Put together, the logic for a breeding programme is:
- Run the HSF4 DNA test to know each dog’s genetic risk and avoid stacking risk in a mating.
- Run annual CAER/ophthalmologist exams to catch cataracts (and other conditions) that the gene test cannot predict.
- Treat a dog with developing inherited cataracts cautiously in breeding decisions regardless of its DNA result, because the eye exam reflects reality.
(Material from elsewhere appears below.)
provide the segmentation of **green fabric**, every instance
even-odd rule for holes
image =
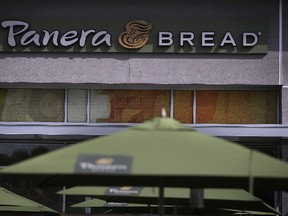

Practical breeding decisions
Because HSF4 is dominant with incomplete penetrance, breeders generally aim to avoid producing homozygous (two-copy) puppies, since those carry the highest and earliest risk. In practice that means not mating two at-risk dogs together; pairing an at-risk dog with a clear partner keeps any single copy from doubling up. Over generations this lowers the frequency of the mutation without forcing breeders to discard otherwise excellent dogs that happen to carry one copy — an approach consistent with sound breeding practice for any predisposing variant.
For pet owners, the message is simpler but still useful. If your Aussie carries the HSF4 mutation, it does not mean blindness is coming — but it is a reason to keep up with veterinary eye checks, especially in middle age, so that if a cataract does form it is caught early. Cataract surgery is highly successful in dogs when done before complications set in.
The broader lesson HSF4 teaches is one that applies across canine genetics: a DNA test is a powerful tool, but it answers a narrow question. For a disease with many causes and incomplete penetrance, the genotype and the clinical exam each tell half the story — and only together do they let a breeder make a genuinely informed decision.